Clipomaly

What It Is

Clipomaly is a language-guided open-world anomaly segmentation method for autonomous driving.
The paper title is "Language-Guided Open-World Anomaly Segmentation".
It is a CLIP-based zero-shot method that segments unknown objects and assigns human-readable names.
It does not require anomaly-specific training data.
It targets the gap between anomaly segmentation, which finds unknown regions, and open-vocabulary segmentation, which requires a fixed vocabulary.
Clipomaly dynamically extends the inference vocabulary when it discovers anomalies.
It is camera-image segmentation, not 3D detection.

Use CLIP's shared image-text embedding space to detect regions that do not match known driving classes.
Generate candidate names for unknown regions with either a dictionary strategy or an image tagging model such as RAM.
Extend the segmentation vocabulary at inference time with those candidate names.
Run an open-vocabulary segmentation model over the known classes plus the new candidate unknown labels.
Produce both fine-grained semantic labels and a binary known/unknown anomaly mask.
Avoid retraining when a new anomaly name is introduced.
Use language to make anomalies interpretable rather than only marking them as "unknown".

Inputs are RGB driving images and a known-class vocabulary such as Cityscapes classes.
Optional inputs include a candidate word dictionary or RAM-generated tags.
The pipeline uses CLIP-region matching to score candidate unknown labels.
Outputs include semantic segmentation for known classes.
Outputs also include anomaly masks for unknown objects.
Unknown regions are assigned labels such as object names or descriptive candidate terms.

The method has three main stages: unknown mask prediction, anomaly naming, and open-vocabulary segmentation.
Unknown mask prediction uses dense CLIP image-text similarity relative to known classes.
Candidate naming can use a lightweight dictionary preselection strategy.
A RAM-based variant uses an image tagging model for richer candidate words.
The extended vocabulary is passed to an open-vocabulary segmentation backbone.
Post-processing separates pixels assigned to known labels from pixels assigned to newly added unknown labels.
Evaluation covers anomaly segmentation and open-world segmentation settings.
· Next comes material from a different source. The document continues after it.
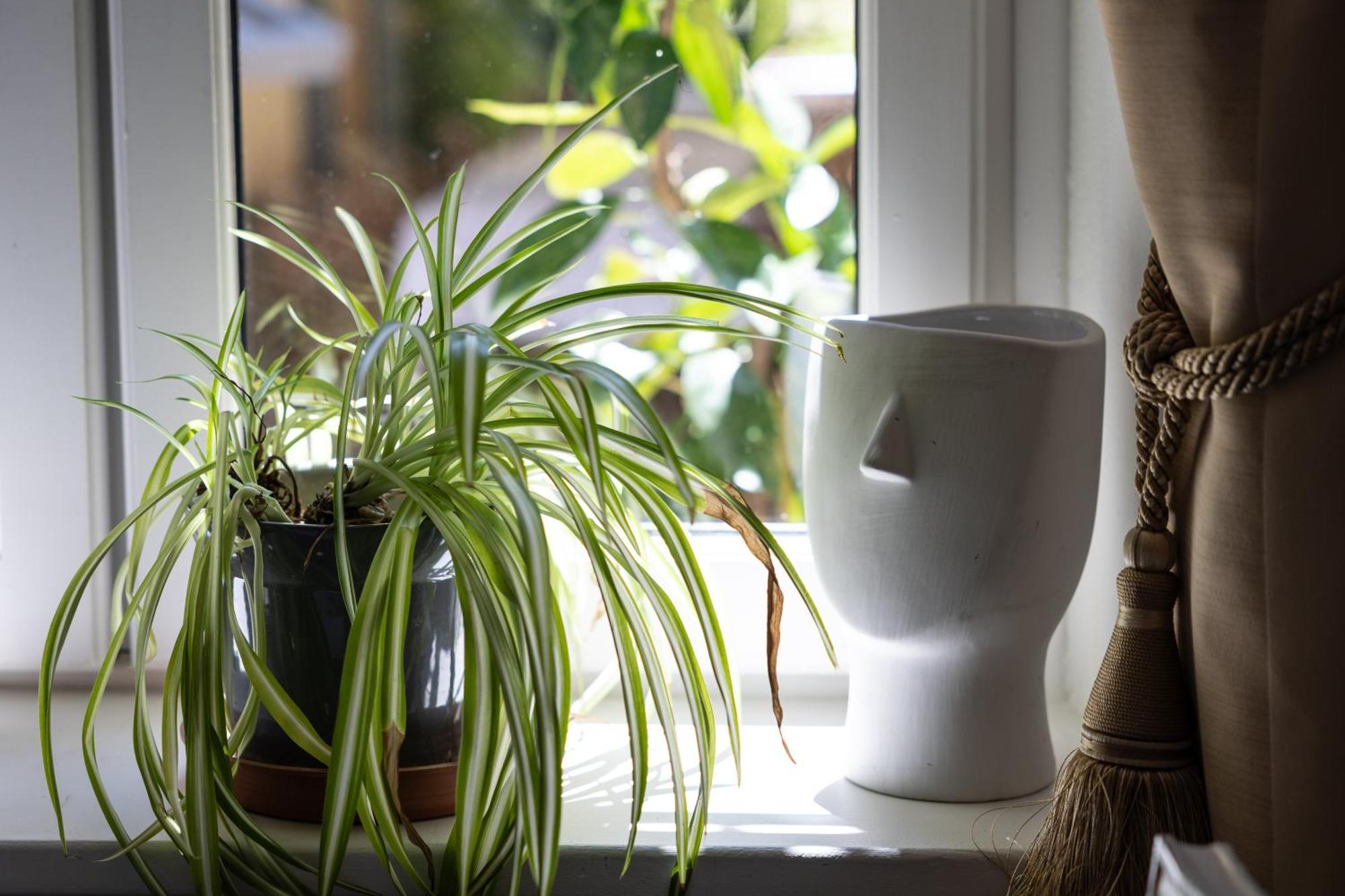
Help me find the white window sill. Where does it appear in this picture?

Clipomaly is described as zero-shot with no anomaly-specific training data.
It is evaluated on RoadAnomaly and Segment-Me-If-You-Can AnomalyTrack.
The paper also discusses open-world settings with Cityscapes and BDD-Anomaly.
Reported RoadAnomaly results include 57.8 mIoU and 84.74 AUPR for the RAM plus CLIP-Best variant.
Reported SMIYC results include 75.1 mIoU and 94.74 AUPR for the same variant.
A dictionary variant is lighter and still competitive, with reported RoadAnomaly mIoU above prior methods.
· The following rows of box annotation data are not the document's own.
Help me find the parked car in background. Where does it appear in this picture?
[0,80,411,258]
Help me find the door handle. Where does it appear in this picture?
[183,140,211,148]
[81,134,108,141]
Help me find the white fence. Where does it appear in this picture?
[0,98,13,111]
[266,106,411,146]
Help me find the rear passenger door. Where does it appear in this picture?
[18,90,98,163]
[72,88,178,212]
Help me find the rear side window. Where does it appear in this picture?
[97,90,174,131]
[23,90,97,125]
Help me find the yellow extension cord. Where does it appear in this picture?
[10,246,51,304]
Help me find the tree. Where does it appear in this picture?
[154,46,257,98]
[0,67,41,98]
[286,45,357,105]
Adds semantic names to anomalies, which helps triage and downstream reasoning.
Zero-shot operation makes it useful before domain-specific anomaly labels exist.
Dynamic vocabulary extension is better aligned with open-world deployment than fixed prompt lists.
The method can reuse existing open-vocabulary segmentation backbones.
It is directly motivated by autonomous driving anomaly segmentation benchmarks.
The RAM and dictionary variants provide a tradeoff between semantic richness and compute.

Candidate labels can be wrong, too generic, or operationally misleading.
CLIP similarity can confuse visually similar objects with different hazards.
RAM-based tagging is computationally heavier and may not fit embedded runtime budgets.
Dictionary-based naming can miss airport-specific or local terminology.
The method segments in 2D and does not estimate object depth, velocity, or 3D envelope.
Known-class segmentation quality can degrade if the extended vocabulary introduces confusing terms.
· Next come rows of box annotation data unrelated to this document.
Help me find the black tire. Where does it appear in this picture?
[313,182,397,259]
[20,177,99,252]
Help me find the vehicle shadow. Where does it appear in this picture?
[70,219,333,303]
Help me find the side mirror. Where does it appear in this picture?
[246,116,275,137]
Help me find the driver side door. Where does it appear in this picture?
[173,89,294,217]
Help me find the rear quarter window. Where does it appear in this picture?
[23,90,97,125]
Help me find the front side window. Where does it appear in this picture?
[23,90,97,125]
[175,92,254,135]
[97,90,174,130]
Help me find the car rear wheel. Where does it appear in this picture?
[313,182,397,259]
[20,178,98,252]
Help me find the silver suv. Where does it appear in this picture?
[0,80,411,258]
Clipomaly is relevant for camera anomaly alerts on ramps, service roads, and stand areas.
Semantic anomaly labels could help remote operators distinguish debris, animals, equipment, and unusual vehicles.
The dynamic vocabulary concept is attractive for airports because object taxonomies vary by operator and geography.
It needs an airside candidate dictionary and evaluation set before use on apron video.
Outputs should feed a 3D localization layer before vehicle planning reacts to them.
It is best suited for perception monitoring, review, and data mining rather than sole safety perception.

Use an airport-specific known-class list and keep candidate anomaly labels separate from approved production classes.
Log the candidate-name source, such as RAM or dictionary, for each anomaly.
Validate false positives on markings, shadows, aircraft parts, reflections, and wet pavement.
Pair 2D anomaly masks with LiDAR, stereo, or monocular depth before assigning hazard zones.
Tune vocabulary extension conservatively so common known objects are not relabeled as unknowns.
Build a review loop to promote repeated anomaly names into the training taxonomy.